The dataset reveals Workday's real filter: not raw coding speed, but structural thinking across multiple domains. Arrays and hash tables dominate the count, but that's a trap. Depth-first search, breadth-first search, and design problems appear with equal weight, and they require synthesis. Group Anagrams pairs hashing and sorting. LRU Cache combines hash tables, linked lists, and system design. The two hard problems test whether you can reverse-engineer mathematical constraints (Reaching Points) or rebuild a tree from a serialized string. Drill hash tables and arrays first for quick wins, then spend real time on graph traversal and design. If you haven't solved LRU Cache or Course Schedule II, StealthCoder is your safety net when the assessment goes live.

Companies with similar patterns

If you prepped for Workday, these companies recycle ~60% of the same topics.

The honest play

You've seen the list. Now make sure you pass Workday.

Memorizing every problem above in a week is a fantasy. StealthCoder is the hedge: an AI overlay that's invisible during screen share. It reads the problem on screen and surfaces a working solution in under 2 seconds. Made for the engineer who has done the work but might still blank with a webcam pointed at him. Works on HackerRank, CodeSignal, CoderPad, and Karat.

Workday interview FAQ

Should I study arrays or hash tables first for Workday?+

Arrays appear in three problems, hash tables in two. Start with arrays for confidence, but don't skip hash tables. Group Anagrams and LRU Cache both require hash-table thinking. You need both solid by assessment day.

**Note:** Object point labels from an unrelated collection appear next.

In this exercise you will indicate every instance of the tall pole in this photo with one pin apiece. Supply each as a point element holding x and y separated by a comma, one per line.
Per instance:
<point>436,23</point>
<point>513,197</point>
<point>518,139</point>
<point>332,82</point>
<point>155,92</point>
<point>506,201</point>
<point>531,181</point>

How much graph and DFS practice do I need?+

Course Schedule II (medium) and Serialize and Deserialize Binary Tree (hard) both require DFS or BFS. Graph problems appear once explicitly, but tree traversal is buried in other patterns. Spend 3 to 4 hours on DFS/BFS before the assessment.

Is LRU Cache worth the time investment?+

Yes. It's medium difficulty but tests hash tables, linked lists, and design together. Workday includes design problems, and LRU Cache is the classic. It's a single problem that covers three critical topics.

What's the hardest topic Workday tests?+

The two hard problems target math (Reaching Points) and tree serialization (Serialize and Deserialize). If you haven't seen mathematical constraint reversal or tree reconstruction from strings, those are your weak spots. Practice both.

Can I skip sorting if I'm strong on arrays?+

No. Sorting appears in two problems: Group Anagrams and Merge Intervals. Both are medium difficulty and assume you can sort efficiently. Sorting is a prerequisite for this assessment.

Problem frequencies sourced from public community-maintained interview-report repos. Problems, ratings, and trademarks are property of LeetCode and Workday. StealthCoder is not affiliated with Workday.